If you are using Wordfence’s security scanner, and having it tell you that you have a virus “Backdoor:PHP/SEemf0Ji” in the file phpseclib/tests/Unit/Crypt/RSA/LoadKeyTest.php inside UpdraftPlus, then this is a false positive (*). You can compare your file with the original file from the phpseclib project here – https://github.com/phpseclib/phpseclib/blob/master/tests/Unit/Crypt/RSA/LoadKeyTest.php – containing the same string which Wordfence wrongly identifies as a virus as a test RSA key in a harmless context.
If you get this report, then please do report this to Wordfence if you can. The number of times their plugin flags false positives in different places is a non-trivial support burden. We wish they would implement some technology to remove the false positives like this one, especially in a top-20-most-installed plugin like UpdraftPlus.
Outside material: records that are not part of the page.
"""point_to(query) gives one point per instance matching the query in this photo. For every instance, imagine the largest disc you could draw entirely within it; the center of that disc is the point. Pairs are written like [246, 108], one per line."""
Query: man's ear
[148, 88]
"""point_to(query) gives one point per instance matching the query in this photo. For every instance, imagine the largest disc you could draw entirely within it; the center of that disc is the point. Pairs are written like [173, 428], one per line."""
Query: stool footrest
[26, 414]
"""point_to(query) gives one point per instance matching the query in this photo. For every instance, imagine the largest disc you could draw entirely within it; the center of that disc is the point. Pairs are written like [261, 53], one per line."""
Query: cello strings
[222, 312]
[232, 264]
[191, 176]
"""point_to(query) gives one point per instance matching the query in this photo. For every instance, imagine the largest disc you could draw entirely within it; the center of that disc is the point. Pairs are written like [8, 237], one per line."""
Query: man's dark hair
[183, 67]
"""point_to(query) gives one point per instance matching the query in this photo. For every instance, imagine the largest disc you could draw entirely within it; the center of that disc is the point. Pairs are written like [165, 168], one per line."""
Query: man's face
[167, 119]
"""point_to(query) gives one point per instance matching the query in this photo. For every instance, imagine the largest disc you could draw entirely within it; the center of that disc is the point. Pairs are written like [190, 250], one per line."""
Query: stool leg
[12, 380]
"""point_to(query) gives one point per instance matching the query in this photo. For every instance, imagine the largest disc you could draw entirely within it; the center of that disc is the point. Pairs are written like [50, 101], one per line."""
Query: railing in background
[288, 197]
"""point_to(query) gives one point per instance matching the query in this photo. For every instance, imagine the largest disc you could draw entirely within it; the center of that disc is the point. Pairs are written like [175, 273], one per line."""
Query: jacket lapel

Presumably Wordfence users would also prefer to do real work rather than have lots of them all reading and investigating the same incorrect reports.
(*) Of course, at this point, now that this is known to be a widespread false positive, injecting that virus in that file would be a smart move for any hackers. This is another reason why false positives are bad news. So, to be entirely sure you’re safe and err on the side of being over-cautious rather than otherwise, you will want to test that the file is identical to the pristine version linked above.
David Anderson (lead developer)
WordFence has now disabled the rule. It shouldn’t show up in new scan while they are investigating and implementing a fix for the scan signature.